As I'm laying there trying to dose off, the TV is still on and my man is watching some western and I promise you, the cowboy has to have a machine gun because I have never heard so much rapid shooting on a western in my life!  I lay there, becoming irritated.  The more gunfire I hear, the more angry I get.  By this time, it's after 10 and I'm just wanting to drift off but no, I've already got myself worked up. So I sit up in bed and ask my man to pass the Advil PM. I pop two of those suckers and think about heading for the couch but know I really don't need to do that so I lay my head back down on my pillow.  Thankfully, the western winds down and the TV is off in 10 minutes and I'm off to la-la-land!

I am usually an early riser so I can spend some quiet time with God before I get busy with my day but because I had taken two PM's so late, I didn't wake up early enough and you can guess where that sent me...on my little pity party mad spree again.  First I got mad because I am ALWAYS up on Sundays before my family but lo and behold not only did my man have to wake me up, my youngest was already up and in the shower!

Fuming, I went to the kitchen, made my coffee and went to the front porch to drink it and try to "chill".  After finishing my coffee, I came back inside to find my oldest child in the shower and that just about sent me over the edge!  Why in the WORLD were they showering on Sunday morning when they had both showered Saturday night because they know I have to shower on Sunday mornings and if we all shower, there's not enough hot water (do you understand why I'm so irritated)?!?  So I go get in the shower (already KNOWING there's not going to be enough hot water) and guess what, there's ENOUGH hot water and then some.  Already mad and irritated, I'm CERTAIN I'm going to be late to church because my schedule has been compromised so I have the "I don't care" mood going on with a little sarcasm thrown in there too.  As I'm getting ready, I decide to play a podcast of one of Joyce Meyer's teachings and you'll never guess what it was on..."Getting Your Day Started Right". Really God?!?  I mean REALLY?!?  

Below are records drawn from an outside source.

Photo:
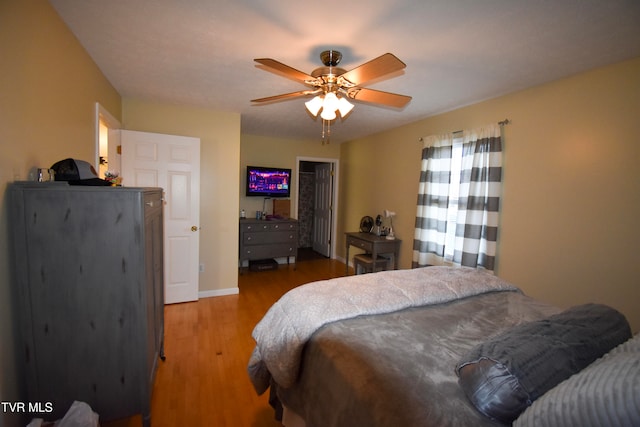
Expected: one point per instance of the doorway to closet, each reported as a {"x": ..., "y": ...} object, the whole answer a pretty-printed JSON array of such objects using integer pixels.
[{"x": 316, "y": 207}]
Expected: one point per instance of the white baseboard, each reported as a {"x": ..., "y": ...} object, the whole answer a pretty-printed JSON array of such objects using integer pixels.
[{"x": 218, "y": 292}]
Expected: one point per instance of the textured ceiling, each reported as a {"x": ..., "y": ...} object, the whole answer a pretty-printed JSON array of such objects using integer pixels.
[{"x": 458, "y": 52}]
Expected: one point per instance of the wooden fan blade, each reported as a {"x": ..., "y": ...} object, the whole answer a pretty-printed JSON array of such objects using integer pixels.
[
  {"x": 283, "y": 96},
  {"x": 378, "y": 67},
  {"x": 285, "y": 69},
  {"x": 379, "y": 97}
]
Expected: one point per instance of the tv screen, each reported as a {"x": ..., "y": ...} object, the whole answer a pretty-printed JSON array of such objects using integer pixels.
[{"x": 268, "y": 182}]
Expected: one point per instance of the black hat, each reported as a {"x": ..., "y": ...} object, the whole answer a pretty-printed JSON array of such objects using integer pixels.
[{"x": 77, "y": 172}]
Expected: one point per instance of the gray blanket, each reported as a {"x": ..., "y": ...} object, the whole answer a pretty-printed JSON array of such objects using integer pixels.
[
  {"x": 398, "y": 369},
  {"x": 282, "y": 333}
]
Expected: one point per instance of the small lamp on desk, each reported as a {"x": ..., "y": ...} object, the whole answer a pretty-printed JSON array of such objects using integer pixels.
[{"x": 389, "y": 214}]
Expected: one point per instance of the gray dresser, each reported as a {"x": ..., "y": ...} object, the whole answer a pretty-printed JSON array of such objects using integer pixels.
[
  {"x": 89, "y": 277},
  {"x": 268, "y": 239}
]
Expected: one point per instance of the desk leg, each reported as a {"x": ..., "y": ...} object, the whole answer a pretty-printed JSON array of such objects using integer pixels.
[
  {"x": 374, "y": 256},
  {"x": 346, "y": 268}
]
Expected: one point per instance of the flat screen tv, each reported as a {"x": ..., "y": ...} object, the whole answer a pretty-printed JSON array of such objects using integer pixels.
[{"x": 268, "y": 182}]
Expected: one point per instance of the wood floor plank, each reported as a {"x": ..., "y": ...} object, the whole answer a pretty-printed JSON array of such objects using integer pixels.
[{"x": 208, "y": 343}]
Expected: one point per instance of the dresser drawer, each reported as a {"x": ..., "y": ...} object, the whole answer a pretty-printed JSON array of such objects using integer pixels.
[
  {"x": 358, "y": 243},
  {"x": 268, "y": 251},
  {"x": 259, "y": 238},
  {"x": 259, "y": 226}
]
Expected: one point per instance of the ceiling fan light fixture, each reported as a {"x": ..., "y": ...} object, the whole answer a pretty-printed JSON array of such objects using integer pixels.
[
  {"x": 328, "y": 114},
  {"x": 314, "y": 105},
  {"x": 344, "y": 107},
  {"x": 330, "y": 102}
]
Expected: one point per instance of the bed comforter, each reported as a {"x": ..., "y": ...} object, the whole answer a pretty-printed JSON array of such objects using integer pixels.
[{"x": 285, "y": 329}]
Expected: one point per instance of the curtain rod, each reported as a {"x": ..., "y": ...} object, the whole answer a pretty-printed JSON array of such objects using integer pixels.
[{"x": 501, "y": 123}]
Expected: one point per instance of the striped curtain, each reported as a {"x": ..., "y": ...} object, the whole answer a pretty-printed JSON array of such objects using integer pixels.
[{"x": 478, "y": 200}]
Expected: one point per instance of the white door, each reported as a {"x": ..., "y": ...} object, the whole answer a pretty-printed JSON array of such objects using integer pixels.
[
  {"x": 322, "y": 209},
  {"x": 172, "y": 163}
]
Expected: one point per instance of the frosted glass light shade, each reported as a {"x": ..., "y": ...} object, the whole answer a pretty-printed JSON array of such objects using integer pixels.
[
  {"x": 330, "y": 102},
  {"x": 314, "y": 105},
  {"x": 344, "y": 107},
  {"x": 328, "y": 114}
]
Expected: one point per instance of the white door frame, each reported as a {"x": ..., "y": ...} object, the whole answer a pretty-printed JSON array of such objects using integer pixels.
[{"x": 334, "y": 202}]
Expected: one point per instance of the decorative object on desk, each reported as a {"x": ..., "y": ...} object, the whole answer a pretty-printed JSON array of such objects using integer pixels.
[
  {"x": 389, "y": 214},
  {"x": 113, "y": 177},
  {"x": 366, "y": 224},
  {"x": 378, "y": 225}
]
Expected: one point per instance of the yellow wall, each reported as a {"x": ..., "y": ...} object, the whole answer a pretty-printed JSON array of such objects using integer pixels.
[
  {"x": 48, "y": 90},
  {"x": 277, "y": 152},
  {"x": 219, "y": 134},
  {"x": 571, "y": 201}
]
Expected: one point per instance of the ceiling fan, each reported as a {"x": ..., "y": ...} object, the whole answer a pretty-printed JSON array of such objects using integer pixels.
[{"x": 332, "y": 85}]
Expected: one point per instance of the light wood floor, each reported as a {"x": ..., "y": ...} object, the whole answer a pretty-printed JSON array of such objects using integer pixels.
[{"x": 208, "y": 343}]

So apparently God has "my number" because with all the turmoil and anger and smart remarks I had thought and said, I am ready for church with 15 minutes to spare...only God can make that happen.  

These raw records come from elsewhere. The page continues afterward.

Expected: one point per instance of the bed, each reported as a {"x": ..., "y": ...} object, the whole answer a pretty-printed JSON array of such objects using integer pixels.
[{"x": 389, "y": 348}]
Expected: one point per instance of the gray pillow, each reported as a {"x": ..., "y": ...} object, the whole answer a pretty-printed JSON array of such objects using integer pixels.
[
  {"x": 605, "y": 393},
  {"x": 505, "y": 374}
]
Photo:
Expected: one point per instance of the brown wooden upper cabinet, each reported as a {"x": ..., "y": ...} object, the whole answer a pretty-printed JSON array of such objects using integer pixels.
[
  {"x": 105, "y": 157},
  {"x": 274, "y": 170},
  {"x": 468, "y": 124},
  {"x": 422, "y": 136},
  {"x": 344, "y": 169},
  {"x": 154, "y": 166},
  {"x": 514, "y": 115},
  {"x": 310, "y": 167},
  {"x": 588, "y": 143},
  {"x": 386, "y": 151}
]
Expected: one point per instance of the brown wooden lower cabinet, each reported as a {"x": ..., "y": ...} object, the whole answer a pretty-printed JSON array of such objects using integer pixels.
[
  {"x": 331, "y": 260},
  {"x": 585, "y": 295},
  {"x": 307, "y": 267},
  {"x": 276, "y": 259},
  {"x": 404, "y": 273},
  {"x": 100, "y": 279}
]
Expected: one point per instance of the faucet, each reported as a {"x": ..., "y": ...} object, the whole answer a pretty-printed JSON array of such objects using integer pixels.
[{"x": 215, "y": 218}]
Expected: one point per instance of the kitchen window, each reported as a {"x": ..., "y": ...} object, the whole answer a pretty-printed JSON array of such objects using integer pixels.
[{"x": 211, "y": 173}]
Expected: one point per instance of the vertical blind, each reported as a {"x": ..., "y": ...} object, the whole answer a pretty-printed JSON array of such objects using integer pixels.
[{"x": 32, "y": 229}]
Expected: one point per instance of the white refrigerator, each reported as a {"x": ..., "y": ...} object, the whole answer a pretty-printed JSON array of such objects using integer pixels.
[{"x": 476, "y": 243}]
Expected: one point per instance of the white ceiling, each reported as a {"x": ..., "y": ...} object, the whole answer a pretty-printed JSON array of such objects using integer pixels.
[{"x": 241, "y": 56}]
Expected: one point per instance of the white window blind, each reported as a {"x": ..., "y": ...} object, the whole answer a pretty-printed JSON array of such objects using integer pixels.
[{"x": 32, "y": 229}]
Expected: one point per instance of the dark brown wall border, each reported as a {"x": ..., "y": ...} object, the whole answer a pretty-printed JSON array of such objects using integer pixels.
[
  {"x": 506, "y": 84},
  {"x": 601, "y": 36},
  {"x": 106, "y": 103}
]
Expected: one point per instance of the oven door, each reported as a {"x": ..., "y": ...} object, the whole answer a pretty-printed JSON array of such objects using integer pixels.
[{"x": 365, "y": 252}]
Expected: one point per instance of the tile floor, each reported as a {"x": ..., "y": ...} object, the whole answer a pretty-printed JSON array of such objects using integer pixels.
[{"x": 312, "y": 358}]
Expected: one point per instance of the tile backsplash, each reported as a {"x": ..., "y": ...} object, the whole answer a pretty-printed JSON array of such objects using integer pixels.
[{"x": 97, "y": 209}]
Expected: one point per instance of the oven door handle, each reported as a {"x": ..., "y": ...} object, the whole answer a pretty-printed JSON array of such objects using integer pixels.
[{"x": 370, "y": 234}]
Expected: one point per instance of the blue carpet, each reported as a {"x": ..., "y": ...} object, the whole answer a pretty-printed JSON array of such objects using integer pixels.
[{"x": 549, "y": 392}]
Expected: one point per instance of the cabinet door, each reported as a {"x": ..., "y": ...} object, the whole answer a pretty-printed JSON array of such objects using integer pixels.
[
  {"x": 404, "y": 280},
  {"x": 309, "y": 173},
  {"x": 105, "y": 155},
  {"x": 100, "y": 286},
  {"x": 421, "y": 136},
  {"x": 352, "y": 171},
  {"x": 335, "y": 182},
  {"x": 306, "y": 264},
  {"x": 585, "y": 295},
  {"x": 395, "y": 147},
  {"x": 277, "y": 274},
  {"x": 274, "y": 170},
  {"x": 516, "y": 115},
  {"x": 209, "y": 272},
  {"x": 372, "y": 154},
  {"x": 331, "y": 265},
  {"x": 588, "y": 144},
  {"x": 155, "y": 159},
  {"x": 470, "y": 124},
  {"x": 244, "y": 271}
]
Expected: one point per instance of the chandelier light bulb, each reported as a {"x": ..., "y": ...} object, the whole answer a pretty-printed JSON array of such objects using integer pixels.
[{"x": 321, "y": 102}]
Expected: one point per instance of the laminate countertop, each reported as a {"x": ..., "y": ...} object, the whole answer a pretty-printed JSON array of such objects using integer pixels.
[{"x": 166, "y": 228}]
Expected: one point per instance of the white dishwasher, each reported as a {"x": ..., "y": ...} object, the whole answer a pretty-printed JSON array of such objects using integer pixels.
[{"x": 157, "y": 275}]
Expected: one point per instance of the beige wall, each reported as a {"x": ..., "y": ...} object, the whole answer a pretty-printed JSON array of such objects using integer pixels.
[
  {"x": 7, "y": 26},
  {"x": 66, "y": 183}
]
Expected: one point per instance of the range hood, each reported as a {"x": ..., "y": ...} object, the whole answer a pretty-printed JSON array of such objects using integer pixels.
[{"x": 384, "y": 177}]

I exit the bathroom and head to my jewelry box and hear, "you sure do look nice" from my man who is watching television.  "Thank you," I reply.  Then it was like God "cleared His throat" and in my mind, I'm like 'what now God?'  'Don't you think you need to apologize for being a little rude and hateful?' God said.  So I went to my man, put my arms around his neck and gave him a big ol hug and apologized for being a butt.  As my kids made their way into the kitchen, I apologized to them too because it was ME causing the turmoil and discord.  

Sometimes we act in ways we KNOW better than to act don't we? And as bad as I wanted to be mad, God wouldn't let it overcome me.  I don't know if someone was praying for me or what, but yesterday morning, God won and for that, I'm thankful!